AI Article Synopsis
- Excessive proinflammatory cytokine release from innate immune cells plays a critical role in malaria's harmful effects, linked to the activation of Toll-like receptors (TLRs) during infection.
- E6446, a synthetic TLR antagonist, effectively inhibits TLR9 activation in both human and mouse models, and also targets TLR8 at higher doses.
- In studies of experimental cerebral malaria, E6446 not only reduced harmful cytokine responses but also prevented severe symptoms like limb paralysis and brain complications, highlighting its potential as a therapeutic strategy against malaria-induced inflammation.
Article Abstract
Excessive release of proinflammatory cytokines by innate immune cells is an important component of the pathogenic basis of malaria. Proinflammatory cytokines are a direct output of Toll-like receptor (TLR) activation during microbial infection. Thus, interference with TLR function is likely to render a better clinical outcome by preventing their aberrant activation and the excessive release of inflammatory mediators.

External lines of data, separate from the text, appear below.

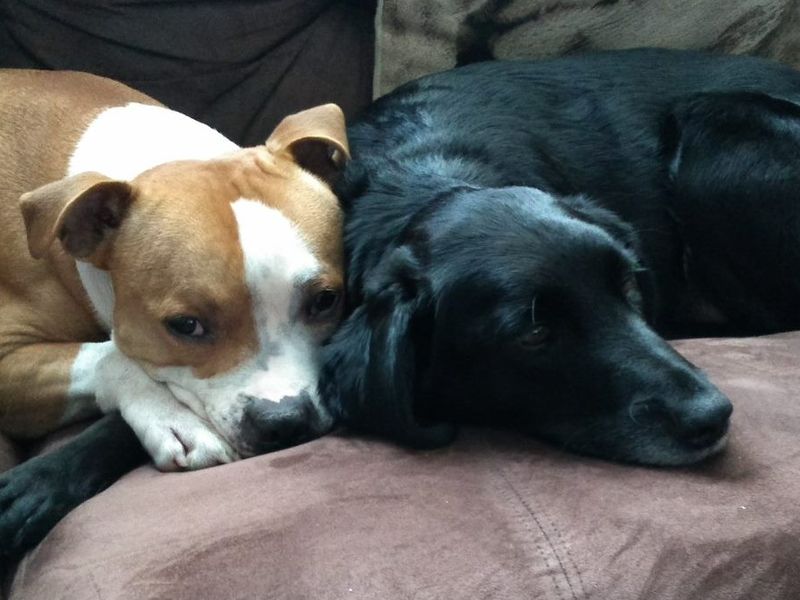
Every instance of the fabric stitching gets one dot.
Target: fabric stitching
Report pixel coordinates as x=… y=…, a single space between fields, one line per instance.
x=547 y=539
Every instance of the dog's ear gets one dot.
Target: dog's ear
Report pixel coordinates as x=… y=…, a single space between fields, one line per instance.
x=82 y=211
x=586 y=210
x=371 y=364
x=727 y=138
x=622 y=231
x=316 y=139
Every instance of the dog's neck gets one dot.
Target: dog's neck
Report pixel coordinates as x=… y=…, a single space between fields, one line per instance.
x=97 y=284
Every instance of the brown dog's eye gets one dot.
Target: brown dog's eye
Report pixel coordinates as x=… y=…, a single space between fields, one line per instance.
x=323 y=305
x=186 y=327
x=536 y=337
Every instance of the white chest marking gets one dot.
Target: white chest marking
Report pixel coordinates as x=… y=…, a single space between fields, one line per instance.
x=121 y=143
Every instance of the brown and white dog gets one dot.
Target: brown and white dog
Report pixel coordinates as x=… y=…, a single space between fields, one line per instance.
x=151 y=266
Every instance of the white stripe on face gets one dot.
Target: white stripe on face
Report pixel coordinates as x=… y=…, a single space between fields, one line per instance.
x=277 y=264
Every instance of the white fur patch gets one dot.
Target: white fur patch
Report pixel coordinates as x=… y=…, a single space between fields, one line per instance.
x=277 y=263
x=121 y=143
x=174 y=436
x=124 y=141
x=83 y=381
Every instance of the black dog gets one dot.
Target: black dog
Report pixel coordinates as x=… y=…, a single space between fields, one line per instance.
x=517 y=233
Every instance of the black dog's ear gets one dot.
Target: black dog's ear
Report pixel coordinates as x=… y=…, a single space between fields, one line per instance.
x=370 y=377
x=723 y=138
x=583 y=208
x=586 y=210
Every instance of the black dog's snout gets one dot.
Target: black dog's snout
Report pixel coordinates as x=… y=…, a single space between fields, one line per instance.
x=268 y=425
x=703 y=421
x=698 y=422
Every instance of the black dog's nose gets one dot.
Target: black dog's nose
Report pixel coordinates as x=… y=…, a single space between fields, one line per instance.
x=702 y=421
x=268 y=425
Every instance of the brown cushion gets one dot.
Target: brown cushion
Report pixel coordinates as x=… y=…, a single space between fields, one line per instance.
x=494 y=516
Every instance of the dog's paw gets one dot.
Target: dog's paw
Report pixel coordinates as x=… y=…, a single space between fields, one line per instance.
x=34 y=496
x=176 y=438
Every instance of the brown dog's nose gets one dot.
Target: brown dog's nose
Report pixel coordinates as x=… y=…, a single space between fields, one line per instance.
x=269 y=425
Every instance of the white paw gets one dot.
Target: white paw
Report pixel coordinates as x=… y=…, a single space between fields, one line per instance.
x=175 y=437
x=178 y=439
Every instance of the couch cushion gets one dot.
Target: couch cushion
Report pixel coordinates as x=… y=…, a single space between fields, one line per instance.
x=494 y=516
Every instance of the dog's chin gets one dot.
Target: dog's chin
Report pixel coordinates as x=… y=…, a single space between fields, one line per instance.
x=655 y=453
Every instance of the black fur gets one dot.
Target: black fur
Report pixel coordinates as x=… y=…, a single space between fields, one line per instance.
x=474 y=191
x=632 y=194
x=35 y=495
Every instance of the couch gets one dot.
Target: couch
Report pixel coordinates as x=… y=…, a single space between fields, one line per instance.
x=496 y=515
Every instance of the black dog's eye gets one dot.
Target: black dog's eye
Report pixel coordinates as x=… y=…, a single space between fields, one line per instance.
x=323 y=304
x=630 y=288
x=186 y=327
x=536 y=337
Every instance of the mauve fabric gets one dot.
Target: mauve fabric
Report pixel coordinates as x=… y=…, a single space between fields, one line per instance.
x=494 y=516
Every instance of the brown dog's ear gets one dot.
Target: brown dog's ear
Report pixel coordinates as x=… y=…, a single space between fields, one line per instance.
x=316 y=139
x=80 y=210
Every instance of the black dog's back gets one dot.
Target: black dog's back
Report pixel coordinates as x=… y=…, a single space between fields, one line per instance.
x=602 y=125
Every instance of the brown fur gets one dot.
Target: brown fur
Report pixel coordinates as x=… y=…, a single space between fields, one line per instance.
x=174 y=251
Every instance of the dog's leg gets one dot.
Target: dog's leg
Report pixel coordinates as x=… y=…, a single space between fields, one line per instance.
x=46 y=385
x=37 y=494
x=175 y=437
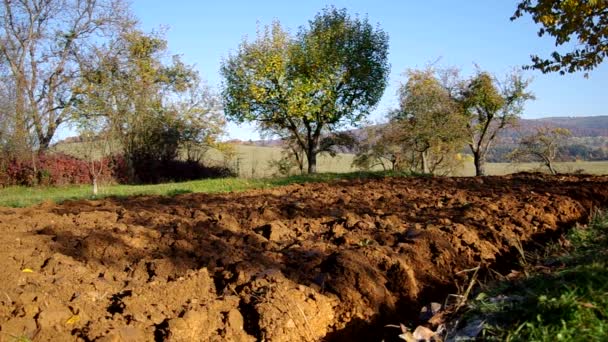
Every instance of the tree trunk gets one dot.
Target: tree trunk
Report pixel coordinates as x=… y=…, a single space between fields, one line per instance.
x=551 y=168
x=480 y=164
x=312 y=160
x=425 y=162
x=95 y=186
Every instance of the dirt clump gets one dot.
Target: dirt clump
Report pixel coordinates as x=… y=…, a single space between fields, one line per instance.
x=304 y=262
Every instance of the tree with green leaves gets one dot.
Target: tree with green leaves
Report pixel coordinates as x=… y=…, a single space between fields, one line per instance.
x=491 y=106
x=433 y=124
x=582 y=23
x=382 y=146
x=331 y=74
x=41 y=41
x=152 y=108
x=543 y=146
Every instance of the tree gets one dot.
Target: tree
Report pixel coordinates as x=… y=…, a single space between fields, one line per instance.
x=432 y=123
x=490 y=107
x=585 y=21
x=152 y=108
x=331 y=74
x=382 y=146
x=41 y=40
x=544 y=146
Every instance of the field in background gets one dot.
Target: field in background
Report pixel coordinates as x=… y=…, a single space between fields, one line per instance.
x=254 y=162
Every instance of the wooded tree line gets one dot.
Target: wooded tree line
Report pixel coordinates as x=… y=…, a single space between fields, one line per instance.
x=86 y=63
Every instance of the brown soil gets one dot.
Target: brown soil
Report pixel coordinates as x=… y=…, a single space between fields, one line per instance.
x=298 y=263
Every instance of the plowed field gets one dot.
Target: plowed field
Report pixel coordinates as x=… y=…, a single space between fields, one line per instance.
x=298 y=263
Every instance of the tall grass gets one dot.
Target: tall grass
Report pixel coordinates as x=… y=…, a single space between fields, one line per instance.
x=565 y=299
x=19 y=196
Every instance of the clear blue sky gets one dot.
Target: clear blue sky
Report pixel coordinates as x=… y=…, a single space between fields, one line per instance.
x=459 y=32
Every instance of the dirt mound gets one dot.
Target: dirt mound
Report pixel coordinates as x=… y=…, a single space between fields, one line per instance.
x=298 y=263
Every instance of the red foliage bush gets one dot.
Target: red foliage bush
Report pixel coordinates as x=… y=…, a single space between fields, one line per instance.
x=62 y=169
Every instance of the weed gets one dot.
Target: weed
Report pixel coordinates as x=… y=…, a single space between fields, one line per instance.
x=568 y=302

Herein, we describe the protective effect and mechanism of action of E6446, a synthetic antagonist of nucleic acid-sensing TLRs, on experimental cerebral malaria (ECM) induced by Plasmodium berghei ANKA. We show that in vitro, low doses of E6446 specifically inhibited the activation of human and mouse TLR9. Tenfold higher concentrations of this compound also inhibited the human TLR8 response to single-stranded RNA. In vivo, therapy with E6446 diminished the activation of TLR9 and prevented the exacerbated cytokine response observed during acute Plasmodium infection. Furthermore, severe signs of ECM, such as limb paralysis, brain vascular leak, and death, were all prevented by oral treatment with E6446. Hence, we provide evidence that supports the involvement of nucleic acid-sensing TLRs in malaria pathogenesis and that interference with the activation of these receptors is a promising strategy to prevent deleterious inflammatory responses that mediate pathogenesis and severity of malaria.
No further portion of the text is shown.